Aside from the statutory penalties, failure to maintain the accuracy of company information held by the registrar of companies can affect the creditworthiness of a company.
Furthermore, any discoveries of incorrect information held on the public register during a due diligence exercise could lead to problems with securing investment or succeeding in planned takeovers or mergers.
What happens if you file late?
If a company does not file a confirmation statement by the relevant deadline, it can still be filed late. There are no automatic financial penalties for failure to file a confirmation statement on time.
Companies House will generally issue an automatic warning if a filing deadline is missed. This will serve as an initial reminder and provide a chance for the company to meet its filing responsibilities without being penalised.
But if reminder notices are ignored, Companies House will eventually take legal action against the company and its officers. As discussed above, this can result in fines for company directors and the company being struck off the register, as well as director disqualification.
How can I make sure that I file on time?
Company directors need to ensure they file a confirmation statement at least once in every 12 month review period.
For new companies, this review period begins on the date of the company incorporation. For companies that have already submitted a confirmation statement, review periods begin on the date the last confirmation statement was submitted. Therefore, the deadline can vary if the confirmation statement is filed early.
The company must file a confirmation statement at least 14 days after the end of each relevant review period. Although it can be submitted earlier, filing a confirmation statement early will automatically trigger the next 12 month review period. Therefore, there is generally no obvious reason to file a confirmation statement early.
However, submitting a confirmation statement earlier in the review period can help to ensure it is submitted in good time. Preventing any rush can also reduce the likelihood of mistakes creeping in.
Another method of avoiding confirmation statements being missed or overlooked is to sign up for email reminders from Companies House. Once set up correctly, this service will send out an email notification reminder regarding the due date of a confirmation statement.
Aside from their duty to file a confirmation statement each year, company directors must also remember to pay the annual fee in respect of confirmation statements. This fee covers the filing of any confirmation statements submitted during a certain period of time, known as the payment period – distinct from the review period.
In respect of new companies, the payment period runs for 12 months from the company incorporation date. For older companies, the payment period is 12 months from the date of the last payment.
Please note: Companies can file confirmation statements multiple times during any specific payment period; there is no additional payment. The annual fee only needs to be paid the first time a company files a confirmation statement in each payment period.

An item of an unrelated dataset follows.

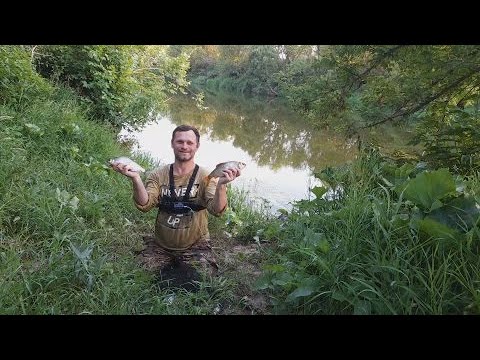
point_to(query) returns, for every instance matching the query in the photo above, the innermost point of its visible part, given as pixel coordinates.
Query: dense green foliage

What information do I need to include when I file a confirmation statement?
The first step is to check the details of your company currently held by Companies House, which can be viewed online. Ensure that any company details which are out of date are updated as appropriate. Some of these details can be updated using the confirmation statement, including:
- Principal business activities or standard industrial classification (SIC)
- Statement of capital
- Trading status of shares
- Exemption from keeping a register of people with significant control (PSC)
- Shareholder information
Other information may need to be updated using the Companies House WebFiling service, such as:
- Registered office address
- Single Alternative Inspection Location (SAIL)
- People with Significant Control (PSC)
- Company directors and secretary
Even if there are no changes to report, it is still necessary to file a confirmation statement.